An estimated 32 million American residents in 2010 reported the lifetime use of psychedelics, including lysergic acid diethylamide (LSD), psilocybin (magic mushrooms), mescaline and peyote. Unlike other drugs, psychedelics often evoke the awareness of subconscious thoughts and feelings, such as repressed memories, feelings about life circumstances, fantasies or deep fears. People high on psychedelics experience hallucinations, vivid images and intense sounds.
Scientists have been actively exploring the role of LSD and related psychedelics in treating mental illnesses by understanding the human consciousness and psychopathology. However, they have so far unable to fully comprehend the impacts of such drugs on the human brain. Some of the earlier brain imaging studies have highlighted the enormous effects of psychedelics on neural activity. This has led to an intense debate on the therapeutic benefits of such drugs. However, there are comparatively limited number of studies to understand the way psychedelics affect the human brain.
One of the studies tried to understand the effects of LSD on the human brain using connectome-harmonic decomposition. It found that the drug plays a vital role in altering the energy and power of individual harmonic brain states in a frequency-selective manner. It also enables repertoire expansion by the reorganization of the brain dynamics and creating a new type of order of the brain. However, it also strikes a balance between order and disorder. This study proved an important step in the direction of understanding the effect of LSD and other psychedelics.
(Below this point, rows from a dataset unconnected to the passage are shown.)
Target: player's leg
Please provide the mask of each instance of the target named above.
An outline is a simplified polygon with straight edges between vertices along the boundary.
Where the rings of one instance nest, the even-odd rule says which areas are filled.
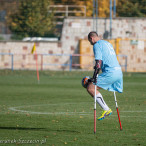
[[[89,83],[88,87],[87,87],[87,91],[88,93],[94,97],[94,93],[95,93],[95,85],[93,85],[93,83]],[[100,107],[103,109],[103,112],[101,114],[101,116],[98,118],[98,120],[102,120],[105,118],[105,116],[108,116],[112,113],[111,109],[107,106],[107,104],[105,103],[101,93],[99,92],[99,89],[101,89],[100,87],[97,86],[96,88],[96,101],[97,103],[100,105]]]

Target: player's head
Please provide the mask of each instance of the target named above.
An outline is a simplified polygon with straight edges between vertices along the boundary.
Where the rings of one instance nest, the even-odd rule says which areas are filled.
[[[95,31],[91,31],[88,34],[88,41],[91,43],[91,45],[94,45],[98,40],[98,34]]]

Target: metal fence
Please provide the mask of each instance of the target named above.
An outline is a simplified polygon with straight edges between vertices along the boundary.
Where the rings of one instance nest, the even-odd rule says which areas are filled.
[[[16,56],[23,58],[23,56],[27,56],[29,57],[33,57],[34,61],[26,61],[24,62],[23,60],[20,61],[15,61]],[[78,69],[82,69],[82,66],[86,67],[86,70],[91,70],[91,68],[93,69],[93,65],[94,62],[90,63],[90,64],[81,64],[79,62],[79,57],[93,57],[93,55],[81,55],[81,54],[11,54],[11,53],[0,53],[0,60],[3,60],[3,56],[5,56],[5,59],[7,60],[7,62],[5,63],[1,63],[0,62],[0,69],[11,69],[12,71],[15,69],[29,69],[29,70],[33,70],[36,68],[36,60],[39,58],[38,60],[38,66],[39,66],[39,70],[51,70],[51,66],[53,66],[54,68],[52,70],[78,70]],[[49,62],[49,59],[44,59],[45,57],[48,57],[51,59],[51,56],[55,56],[55,57],[67,57],[67,61],[64,63],[53,63],[53,62]],[[118,58],[124,58],[125,62],[123,64],[121,64],[122,70],[127,72],[127,56],[126,55],[117,55]],[[45,60],[45,61],[44,61]],[[46,61],[47,60],[47,61]],[[76,61],[74,61],[76,60]]]

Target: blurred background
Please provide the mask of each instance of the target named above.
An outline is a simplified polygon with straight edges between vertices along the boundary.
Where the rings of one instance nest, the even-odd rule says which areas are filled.
[[[92,70],[90,31],[146,72],[146,0],[0,0],[0,69]]]

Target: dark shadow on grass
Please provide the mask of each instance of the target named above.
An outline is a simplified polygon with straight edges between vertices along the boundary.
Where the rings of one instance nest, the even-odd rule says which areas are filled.
[[[68,133],[80,133],[79,131],[75,130],[64,130],[64,129],[59,129],[59,130],[54,130],[54,129],[48,129],[48,128],[28,128],[28,127],[0,127],[0,129],[4,130],[34,130],[34,131],[48,131],[48,132],[68,132]]]
[[[27,127],[0,127],[5,130],[43,130],[44,128],[27,128]]]

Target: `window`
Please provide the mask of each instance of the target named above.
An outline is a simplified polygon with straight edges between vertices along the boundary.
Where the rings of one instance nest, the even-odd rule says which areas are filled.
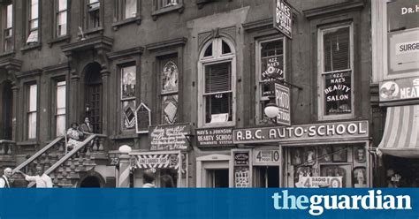
[[[28,36],[27,44],[38,42],[39,29],[39,4],[38,0],[28,0],[29,14],[28,14]]]
[[[67,34],[67,0],[56,1],[56,36],[60,37]]]
[[[5,4],[3,10],[4,23],[3,27],[3,52],[8,52],[13,49],[13,4]]]
[[[232,44],[224,38],[207,42],[201,52],[199,70],[200,125],[233,125],[235,55]]]
[[[56,84],[56,136],[65,135],[65,81]]]
[[[122,130],[135,129],[136,66],[121,67]]]
[[[37,87],[30,85],[27,90],[27,139],[36,138]]]
[[[352,32],[352,26],[320,29],[320,119],[354,115]]]
[[[161,60],[161,102],[162,124],[175,124],[178,121],[179,68],[178,58]]]
[[[101,2],[100,0],[86,0],[88,7],[88,20],[86,29],[97,28],[101,26]]]
[[[263,110],[269,103],[269,97],[275,96],[270,80],[285,79],[285,58],[283,38],[260,41],[256,44],[256,123],[267,124],[271,120],[264,114]]]

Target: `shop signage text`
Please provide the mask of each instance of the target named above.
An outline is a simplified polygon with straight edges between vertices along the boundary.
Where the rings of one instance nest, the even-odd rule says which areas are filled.
[[[232,145],[232,128],[210,128],[196,130],[198,147]]]
[[[285,0],[275,0],[275,5],[273,26],[284,35],[292,39],[293,14],[291,6]]]
[[[189,142],[186,135],[190,135],[191,132],[189,124],[150,126],[149,132],[150,150],[187,149]]]
[[[236,129],[234,144],[368,137],[368,121]]]
[[[380,83],[380,102],[419,98],[419,78],[400,79]]]

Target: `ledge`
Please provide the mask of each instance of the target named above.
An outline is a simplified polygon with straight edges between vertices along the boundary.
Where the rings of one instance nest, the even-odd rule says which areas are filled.
[[[113,23],[112,27],[113,27],[114,31],[117,31],[118,28],[119,28],[123,26],[126,26],[126,25],[132,24],[132,23],[136,23],[137,25],[141,25],[141,21],[142,21],[141,17],[130,18],[130,19],[124,19],[124,20]]]
[[[20,51],[23,53],[34,50],[34,49],[38,49],[41,50],[41,48],[42,47],[42,44],[41,42],[34,43],[33,45],[26,45],[20,49]]]
[[[183,47],[187,44],[187,39],[185,37],[176,38],[173,40],[164,41],[159,42],[154,42],[146,45],[146,49],[149,51],[153,51],[161,49],[167,49],[169,47]]]
[[[57,37],[56,39],[53,39],[53,40],[50,40],[50,42],[48,42],[48,45],[50,47],[52,47],[53,44],[62,42],[66,42],[68,43],[68,42],[70,42],[71,39],[72,38],[70,37],[70,35],[60,36],[60,37]]]
[[[245,31],[253,31],[259,28],[271,27],[273,29],[273,18],[261,19],[241,24]]]
[[[134,47],[128,49],[119,50],[116,52],[110,52],[107,53],[106,56],[109,59],[118,59],[126,57],[132,57],[132,56],[141,56],[144,51],[143,47]]]
[[[176,5],[171,5],[171,6],[157,9],[151,13],[151,16],[153,17],[153,20],[156,21],[157,20],[158,16],[162,14],[171,12],[173,11],[178,11],[179,13],[182,13],[183,10],[184,10],[183,4],[178,4]]]
[[[318,17],[324,17],[326,14],[342,12],[347,11],[361,10],[364,7],[362,1],[348,1],[338,4],[327,5],[324,7],[305,10],[302,12],[308,19],[313,19]]]

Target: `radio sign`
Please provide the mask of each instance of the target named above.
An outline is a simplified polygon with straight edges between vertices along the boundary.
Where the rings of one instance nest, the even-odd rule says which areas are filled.
[[[290,88],[286,86],[275,84],[275,99],[278,108],[277,123],[291,125]]]
[[[284,35],[292,39],[293,14],[291,6],[285,0],[275,0],[273,26]]]

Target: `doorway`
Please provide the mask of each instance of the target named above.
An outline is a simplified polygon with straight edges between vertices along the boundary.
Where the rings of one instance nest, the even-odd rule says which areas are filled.
[[[85,68],[85,110],[90,118],[94,133],[102,133],[102,74],[98,63],[88,64]],[[82,118],[84,121],[84,117]]]

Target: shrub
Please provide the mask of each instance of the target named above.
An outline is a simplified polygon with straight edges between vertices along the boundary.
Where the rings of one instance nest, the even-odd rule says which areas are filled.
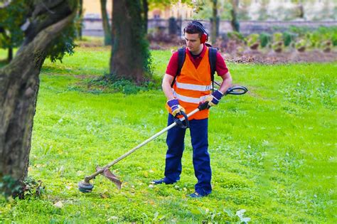
[[[247,45],[252,50],[256,50],[260,46],[259,34],[252,33],[246,38]]]
[[[273,43],[272,44],[272,49],[277,53],[280,53],[283,50],[284,41],[283,34],[282,33],[274,33],[273,34]]]
[[[283,43],[284,46],[287,47],[290,46],[290,43],[295,41],[296,35],[293,33],[290,32],[284,32],[283,33]]]
[[[260,42],[261,47],[264,48],[269,43],[272,42],[272,36],[267,33],[261,33],[260,34]]]

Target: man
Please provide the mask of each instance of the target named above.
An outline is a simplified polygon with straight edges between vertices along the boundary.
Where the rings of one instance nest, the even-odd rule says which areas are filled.
[[[164,77],[162,87],[167,97],[168,125],[174,122],[181,112],[186,114],[198,107],[200,103],[208,102],[210,106],[216,105],[224,92],[232,84],[232,78],[221,55],[217,52],[215,71],[223,78],[218,90],[210,94],[210,65],[208,60],[209,48],[205,44],[208,34],[201,23],[193,21],[184,29],[187,48],[186,58],[180,74],[178,71],[178,53],[174,53],[168,63]],[[176,78],[176,79],[175,79]],[[171,83],[174,81],[173,89]],[[198,183],[191,198],[200,198],[210,194],[211,169],[208,154],[208,110],[200,111],[188,118],[192,146],[193,162]],[[154,181],[154,184],[171,184],[180,179],[181,156],[184,150],[186,129],[176,126],[167,133],[165,177]]]

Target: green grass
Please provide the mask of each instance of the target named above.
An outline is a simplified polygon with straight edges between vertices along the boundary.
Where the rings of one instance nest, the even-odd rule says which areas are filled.
[[[77,183],[166,126],[161,90],[137,95],[74,88],[108,71],[109,50],[77,48],[63,64],[46,61],[41,75],[29,175],[46,186],[43,198],[0,199],[0,220],[18,223],[337,221],[336,63],[229,64],[235,84],[248,87],[212,108],[209,151],[213,192],[186,196],[196,182],[186,137],[183,174],[174,185],[149,182],[164,170],[165,134],[111,169],[118,191],[98,176],[92,193]],[[152,51],[154,75],[169,51]],[[1,53],[0,53],[0,55]],[[188,134],[187,135],[188,137]],[[53,206],[61,201],[63,208]]]

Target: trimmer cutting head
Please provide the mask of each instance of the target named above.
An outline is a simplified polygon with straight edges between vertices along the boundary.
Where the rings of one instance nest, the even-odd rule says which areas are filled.
[[[82,193],[90,193],[92,191],[94,186],[85,181],[78,183],[78,190]]]

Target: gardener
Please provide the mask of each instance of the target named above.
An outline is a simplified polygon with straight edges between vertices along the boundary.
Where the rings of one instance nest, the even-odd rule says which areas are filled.
[[[217,52],[215,71],[222,78],[223,82],[220,89],[210,94],[212,82],[208,59],[210,48],[205,44],[208,40],[208,33],[201,23],[193,21],[184,28],[184,35],[187,48],[181,72],[178,72],[178,53],[175,52],[170,59],[162,82],[163,91],[168,100],[168,125],[174,122],[174,118],[180,115],[181,112],[188,114],[203,102],[208,102],[211,107],[218,105],[223,93],[232,84],[232,78],[225,61]],[[173,82],[174,85],[172,89]],[[191,198],[205,196],[212,191],[212,174],[208,151],[208,110],[202,110],[188,118],[193,149],[194,172],[198,178],[195,192],[189,195]],[[180,179],[185,133],[186,129],[178,126],[168,130],[165,177],[154,181],[153,183],[171,184]]]

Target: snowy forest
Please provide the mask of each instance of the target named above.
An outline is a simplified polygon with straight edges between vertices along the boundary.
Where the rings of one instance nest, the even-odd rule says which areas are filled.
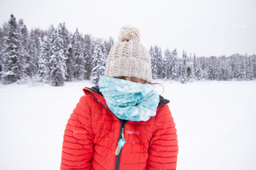
[[[13,14],[0,27],[0,81],[3,84],[27,81],[63,86],[65,82],[90,80],[97,84],[104,75],[113,39],[83,35],[77,29],[68,31],[65,23],[47,30],[28,30],[21,19]],[[181,58],[175,48],[162,52],[152,46],[154,79],[181,83],[194,80],[244,81],[255,79],[256,55],[236,53],[230,56],[196,57],[184,50]]]

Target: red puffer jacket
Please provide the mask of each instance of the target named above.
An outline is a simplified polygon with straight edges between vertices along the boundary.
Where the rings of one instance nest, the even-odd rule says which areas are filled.
[[[159,95],[157,114],[147,121],[120,119],[109,109],[98,86],[83,89],[64,131],[61,170],[175,169],[175,124]],[[122,130],[125,141],[115,152]]]

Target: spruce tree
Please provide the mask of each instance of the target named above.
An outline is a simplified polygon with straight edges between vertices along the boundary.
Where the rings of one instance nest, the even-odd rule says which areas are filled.
[[[165,53],[165,56],[166,60],[166,79],[170,79],[171,74],[171,63],[172,56],[169,49],[167,49]]]
[[[157,55],[157,78],[162,78],[162,73],[163,72],[163,58],[162,57],[162,51],[161,47],[159,47]]]
[[[225,75],[225,69],[224,63],[222,61],[221,62],[219,67],[219,80],[226,80],[226,77]]]
[[[201,65],[201,62],[198,63],[196,69],[195,76],[196,79],[198,80],[202,80],[203,78],[203,70]]]
[[[153,56],[151,58],[151,70],[152,74],[152,78],[153,79],[156,79],[158,78],[158,70],[157,69],[157,64],[158,58],[158,46],[155,46],[155,49],[153,53]]]
[[[179,80],[182,83],[185,83],[187,81],[187,52],[183,52],[182,54],[182,60],[181,69],[181,73]]]
[[[37,74],[41,82],[47,82],[48,81],[50,74],[48,58],[49,55],[48,38],[44,37],[43,41],[39,37],[40,52],[38,60],[38,70]]]
[[[246,74],[248,80],[252,80],[253,78],[253,67],[250,56],[249,56],[248,58]]]
[[[1,72],[2,71],[3,65],[3,48],[2,44],[3,41],[3,33],[2,29],[0,27],[0,79],[1,79]]]
[[[70,41],[66,50],[66,64],[67,65],[67,72],[68,75],[67,80],[73,81],[74,79],[74,72],[75,62],[73,54],[72,42]]]
[[[233,77],[232,67],[230,65],[230,63],[229,62],[228,63],[226,64],[226,71],[227,78],[226,80],[230,80],[232,79]]]
[[[62,39],[63,40],[63,50],[64,51],[64,56],[65,60],[65,63],[66,65],[65,66],[64,69],[65,70],[65,80],[67,81],[72,81],[73,77],[71,75],[70,65],[68,65],[70,61],[69,58],[68,52],[69,48],[69,45],[71,43],[70,38],[68,35],[68,32],[67,29],[66,28],[65,22],[62,25],[60,24],[59,26],[61,27],[61,34]]]
[[[87,34],[85,36],[85,44],[83,55],[85,61],[85,79],[89,80],[91,74],[92,62],[91,41],[91,38]]]
[[[21,35],[13,14],[7,26],[7,35],[4,37],[3,60],[1,77],[4,83],[16,82],[24,77],[25,65],[20,51]]]
[[[240,63],[241,72],[240,73],[240,79],[241,80],[246,80],[246,74],[245,72],[245,63],[243,62],[243,60],[242,59],[241,60]]]
[[[166,49],[167,51],[167,49]],[[167,57],[166,57],[166,52],[165,52],[165,56],[163,57],[163,69],[162,73],[162,78],[164,80],[166,80],[167,78],[167,70],[166,69],[166,60]]]
[[[51,37],[51,56],[49,61],[50,72],[50,83],[54,86],[63,86],[65,79],[65,70],[63,58],[64,50],[61,37],[52,26]],[[63,42],[63,40],[62,40]]]
[[[84,78],[85,61],[83,54],[80,37],[77,28],[73,37],[72,47],[74,59],[75,61],[74,71],[74,77],[78,80]]]
[[[194,78],[194,63],[191,58],[191,53],[190,53],[190,57],[187,67],[187,75],[188,80],[191,81]]]
[[[215,68],[213,60],[212,59],[210,62],[209,67],[209,79],[210,80],[213,80],[215,79]]]
[[[234,76],[237,80],[240,80],[241,73],[241,66],[238,59],[234,66]]]
[[[21,35],[21,40],[19,53],[25,61],[26,70],[25,73],[26,75],[31,77],[32,76],[35,74],[35,73],[34,72],[34,70],[33,69],[35,69],[37,66],[35,63],[35,62],[33,61],[33,59],[31,58],[29,53],[28,46],[29,39],[28,33],[26,26],[24,24],[22,19],[20,19],[19,21],[18,28],[18,31]],[[31,66],[31,63],[32,62],[34,63]],[[30,66],[31,68],[30,68]]]
[[[38,56],[37,49],[35,41],[35,31],[31,29],[29,37],[28,53],[26,58],[26,73],[32,77],[36,74],[38,70]]]
[[[106,63],[107,62],[107,53],[106,49],[105,44],[103,43],[102,43],[101,44],[101,53],[102,54],[102,58],[103,60],[102,62],[103,64],[102,65],[106,68]],[[105,69],[104,69],[103,71],[104,73],[105,71]]]
[[[171,69],[170,71],[170,78],[173,80],[176,80],[177,78],[178,71],[177,65],[178,61],[178,54],[176,48],[172,52],[171,56],[170,64]]]
[[[97,84],[99,78],[104,75],[106,59],[102,54],[101,43],[98,42],[95,44],[93,56],[93,68],[91,80],[92,82]]]

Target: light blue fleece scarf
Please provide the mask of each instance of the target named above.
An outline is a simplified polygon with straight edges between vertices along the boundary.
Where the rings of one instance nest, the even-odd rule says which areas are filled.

Other findings related to LSD
It was in 1950s when for the first time, Swiss chemist Albert Hofmann accidentally ingested LSD and experienced its mind-expanding effects. In his book, Mystic Chemist, Hoffman has explained how LSD has vast potential as a psychiatric tool. However, it has been widely demonstrated that LSD is not a suitable medication, as it aggravates pre-existing moods. As per the book, though LSD may not be harmful, it does not help the humanity evolve in any way. Another study revealed that psilocybin diminishes activity in key brain regions and networks implicated in hallucinogen actions.
The altered states of consciousness produced by psychedelic drugs are very similar to dreams, according to new research published in Frontiers in Neuroscience. Two scientists from Departamento de Física, Argentina, and Brain and Spine Institute, Paris, France, investigated the semantic similarity between subjective reports of psychoactive substances and reports of high/low lucidity dreams. Magnetic resonance imaging (MRI) scans showed that LSD caused brain activity to become less coordinated in regions that make up what is called the default mode network. The size of the effect was correlated with participants’ ratings of their own ego dissolution, suggesting that this network underlies a stable sense of self. Another imaging type, magnetoencephalography (MEG), showed that the rhythm of alpha brainwaves more prominent in human are weakened under LSD. The results in surging high lucidity dreams.
Moreover, another research established that LSD increases the “cognitive bizarreness” of mental imagery (a characteristic quality of dream content). The action of serotonergic psychedelics is based on their high affinity for serotonin 5-HT2A receptors and is categorized by noticeable changes in consciousness that comprise simple and complex visual imagery, alterations in the sense of self and in the relationship between the body and the environment, disinhibited emotions, and modifications in cognition and thought processes.
Recovery road map
Despite the therapeutic effects of psychedelics, it is essential to know the effects of these drugs to avoid any adverse results. The persistent use of psychedelics inflicts anxiety, depression, irritability and other changes. People are also likely to experience nightmares and hallucinations throughout their life, which increases the risk of developing mental disorders.
While it is equally important to have family and friends as your safety net, sometimes professional care can boost the entire recovery process. Researchers believe that continued medical research into psychedelic drugs could benefit mentally ill patients who have not yet shown improvement with the currently available treatments.